MemoryMapDB's nameBlockMap and DSC's "Add to Program"

[nmggithub]

As of writing, MemoryMapDB uses a HashMap called nameBlockMap, to map strings to MemoryBlock's that have that name. It seems to be used as a cache for the getBlock method.

This is a nice caching measure, but it seems like it may run into issues where multiple blocks have the same name. This is definitely the case with Mach-O binaries extracted from a dyld shared cache, especially if a user has performed an "Add to Program" operation, adding another Mach-O into the program (as they share block names). This is potentially exacerbated now that Mach-O's like libobjc are included by default.

I don't personally understand the way that the sorted list of blocks that the getBlockMethod traverses works. But regardless, it seems this will always grab the first instance.
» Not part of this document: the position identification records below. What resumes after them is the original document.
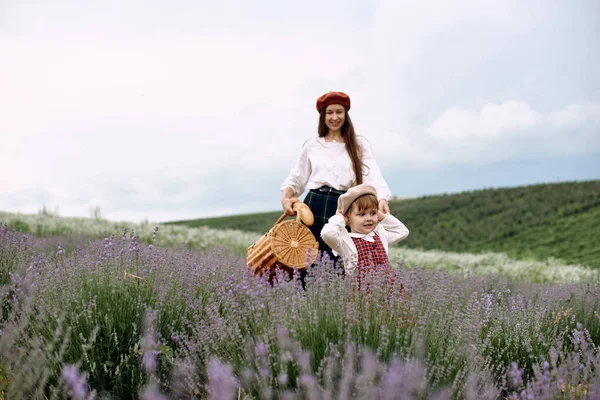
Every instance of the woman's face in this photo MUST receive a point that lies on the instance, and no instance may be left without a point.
(335, 115)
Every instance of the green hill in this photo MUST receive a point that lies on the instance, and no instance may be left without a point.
(559, 220)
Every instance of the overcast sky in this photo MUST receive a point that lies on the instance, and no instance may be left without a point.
(182, 109)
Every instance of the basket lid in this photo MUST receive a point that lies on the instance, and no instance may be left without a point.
(294, 244)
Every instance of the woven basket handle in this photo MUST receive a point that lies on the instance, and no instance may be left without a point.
(303, 214)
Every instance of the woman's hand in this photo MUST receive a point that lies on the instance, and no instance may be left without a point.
(286, 203)
(383, 206)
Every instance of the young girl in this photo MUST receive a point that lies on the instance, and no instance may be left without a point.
(365, 248)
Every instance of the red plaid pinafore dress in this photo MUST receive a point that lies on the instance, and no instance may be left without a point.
(373, 257)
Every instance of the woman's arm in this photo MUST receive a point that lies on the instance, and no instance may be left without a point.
(333, 231)
(295, 183)
(374, 177)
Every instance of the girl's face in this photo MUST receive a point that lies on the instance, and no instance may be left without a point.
(363, 221)
(335, 115)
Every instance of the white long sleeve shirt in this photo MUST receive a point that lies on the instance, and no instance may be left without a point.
(390, 230)
(324, 163)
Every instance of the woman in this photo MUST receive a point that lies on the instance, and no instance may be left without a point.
(330, 164)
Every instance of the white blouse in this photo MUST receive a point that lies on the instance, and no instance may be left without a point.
(324, 163)
(390, 230)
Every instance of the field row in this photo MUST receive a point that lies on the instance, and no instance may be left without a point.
(69, 229)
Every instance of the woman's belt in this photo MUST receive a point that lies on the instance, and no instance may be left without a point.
(328, 189)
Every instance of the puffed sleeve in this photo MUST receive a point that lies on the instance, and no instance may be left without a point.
(298, 177)
(333, 233)
(372, 174)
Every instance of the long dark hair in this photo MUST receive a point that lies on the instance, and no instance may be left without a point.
(349, 138)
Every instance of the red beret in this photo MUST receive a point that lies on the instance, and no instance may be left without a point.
(333, 98)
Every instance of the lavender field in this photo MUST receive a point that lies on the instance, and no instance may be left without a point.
(154, 317)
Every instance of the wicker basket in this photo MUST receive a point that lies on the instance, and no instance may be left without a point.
(286, 245)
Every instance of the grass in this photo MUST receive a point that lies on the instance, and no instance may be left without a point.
(529, 223)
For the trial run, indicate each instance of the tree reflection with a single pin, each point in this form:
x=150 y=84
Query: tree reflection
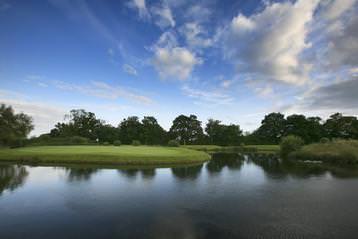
x=190 y=172
x=80 y=174
x=222 y=160
x=131 y=173
x=12 y=177
x=273 y=166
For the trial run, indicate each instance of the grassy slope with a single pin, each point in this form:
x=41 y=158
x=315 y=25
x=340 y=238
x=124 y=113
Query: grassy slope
x=338 y=152
x=104 y=155
x=256 y=148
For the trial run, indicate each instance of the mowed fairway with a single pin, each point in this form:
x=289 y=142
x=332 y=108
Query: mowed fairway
x=123 y=155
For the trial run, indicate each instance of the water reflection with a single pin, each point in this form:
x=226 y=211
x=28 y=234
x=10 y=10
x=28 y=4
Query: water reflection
x=219 y=161
x=12 y=177
x=190 y=172
x=132 y=173
x=274 y=167
x=80 y=173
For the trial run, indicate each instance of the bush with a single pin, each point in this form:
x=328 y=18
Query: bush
x=290 y=144
x=78 y=140
x=324 y=140
x=117 y=143
x=18 y=143
x=136 y=143
x=173 y=143
x=339 y=152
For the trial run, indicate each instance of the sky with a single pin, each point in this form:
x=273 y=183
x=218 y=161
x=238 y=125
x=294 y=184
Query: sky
x=234 y=61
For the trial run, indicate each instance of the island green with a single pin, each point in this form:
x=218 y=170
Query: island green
x=123 y=155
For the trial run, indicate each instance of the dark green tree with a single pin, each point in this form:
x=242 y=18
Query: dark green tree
x=272 y=128
x=13 y=126
x=221 y=134
x=339 y=126
x=153 y=133
x=80 y=123
x=107 y=133
x=130 y=129
x=186 y=129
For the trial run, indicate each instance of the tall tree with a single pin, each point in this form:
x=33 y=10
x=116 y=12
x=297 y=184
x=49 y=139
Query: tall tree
x=272 y=128
x=153 y=133
x=339 y=126
x=221 y=134
x=13 y=126
x=80 y=123
x=187 y=130
x=130 y=129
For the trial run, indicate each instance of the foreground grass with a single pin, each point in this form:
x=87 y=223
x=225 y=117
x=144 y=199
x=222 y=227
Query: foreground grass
x=123 y=155
x=336 y=152
x=245 y=148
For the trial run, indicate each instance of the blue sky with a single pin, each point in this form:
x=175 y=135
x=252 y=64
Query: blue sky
x=230 y=60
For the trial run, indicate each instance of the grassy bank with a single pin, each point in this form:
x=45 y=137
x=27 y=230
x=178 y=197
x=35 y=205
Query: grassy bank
x=335 y=152
x=244 y=148
x=123 y=155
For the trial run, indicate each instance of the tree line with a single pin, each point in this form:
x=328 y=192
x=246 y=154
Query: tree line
x=85 y=126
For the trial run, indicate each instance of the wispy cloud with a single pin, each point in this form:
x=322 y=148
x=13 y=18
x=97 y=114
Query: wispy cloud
x=103 y=90
x=209 y=98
If the list of blocks is always sorted with the original binary at beginning, this might not be an issue (as that's likely the intended target of a getBlock call anyway). However, is that the case? Or is it sorted by memory address? If it's the latter, then a program.memory.getBlock("__const") call might return the block that's first in memory, rather than the one from the original binary.

[nmggithub]

Ok, after digging deeper, it does seem to be sorted based on memory address. I'm not entirely sure how Apple maps their libraries together, but I do know that if I extract libsystem_blocks.dylib from the cache on my machine, program.memory.getBlock("__const") will return the __const section from the automatically-included libobjc, not libsystem_blocks.dylib.

[ryanmkurtz]

Memory.getBlock(String) always returning one block seems problematic. While there is no enforcement, loaders we develop will typically set a block's source field to where it originated from...that's what the MachoLoader does. It would be nice if you could look up a block by both its name and source. For now, you'd have to write your own helper method to achieve that (using Memory.getBlocks() and looping through).